Sebagai solusi, pemerintah menyiapkan dua pendekatan utama. Pertama, pembangunan pos penjagaan di perlintasan yang dinilai masih bisa dipertahankan. Kedua, pembangunan infrastruktur seperti flyover atau jembatan layang di titik-titik dengan kepadatan lalu lintas tinggi. Pendekatan ini akan disesuaikan dengan kondisi masing-masing wilayah.
Langkah ini juga tidak lepas dari dampak kecelakaan besar yang terjadi di Bekasi Timur, yang menelan korban jiwa dan puluhan korban luka. Insiden tersebut menjadi pemicu percepatan evaluasi sistem keselamatan perkeretaapian secara nasional.
Pemerintah menilai, selama puluhan tahun, perlintasan sebidang belum menjadi prioritas utama dalam pembangunan infrastruktur. Padahal, keberadaan perlintasan tanpa pengamanan yang memadai menjadi salah satu penyumbang utama kecelakaan transportasi darat. Dengan adanya program ini, diharapkan angka kecelakaan dapat ditekan secara signifikan.
Selain meningkatkan keselamatan, proyek ini juga diperkirakan akan memberikan dampak ekonomi, terutama bagi sektor konstruksi dan industri pendukung seperti baja dan beton.
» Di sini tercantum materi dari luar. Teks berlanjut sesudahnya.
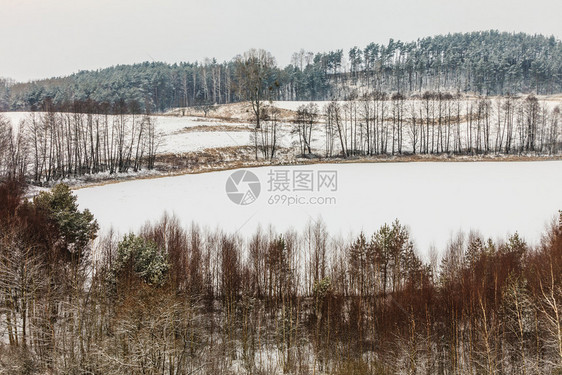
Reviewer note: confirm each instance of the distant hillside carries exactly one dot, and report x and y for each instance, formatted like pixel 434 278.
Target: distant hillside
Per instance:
pixel 488 62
Pelaksanaan proyek yang melibatkan ribuan titik diperkirakan akan berjalan secara bertahap sepanjang 2026 hingga 2027.
Meski demikian, pemerintah menegaskan bahwa pembangunan infrastruktur saja tidak cukup. Disiplin pengguna jalan tetap menjadi faktor kunci dalam mencegah kecelakaan di perlintasan kereta. Tanpa kesadaran masyarakat untuk mematuhi rambu dan sinyal, risiko kecelakaan akan tetap ada meskipun sistem pengamanan telah ditingkatkan.
Dengan kombinasi antara perbaikan infrastruktur dan peningkatan kesadaran publik, pemerintah berharap keselamatan di perlintasan kereta api dapat meningkat secara signifikan dan tragedi serupa tidak kembali terulang di masa depan.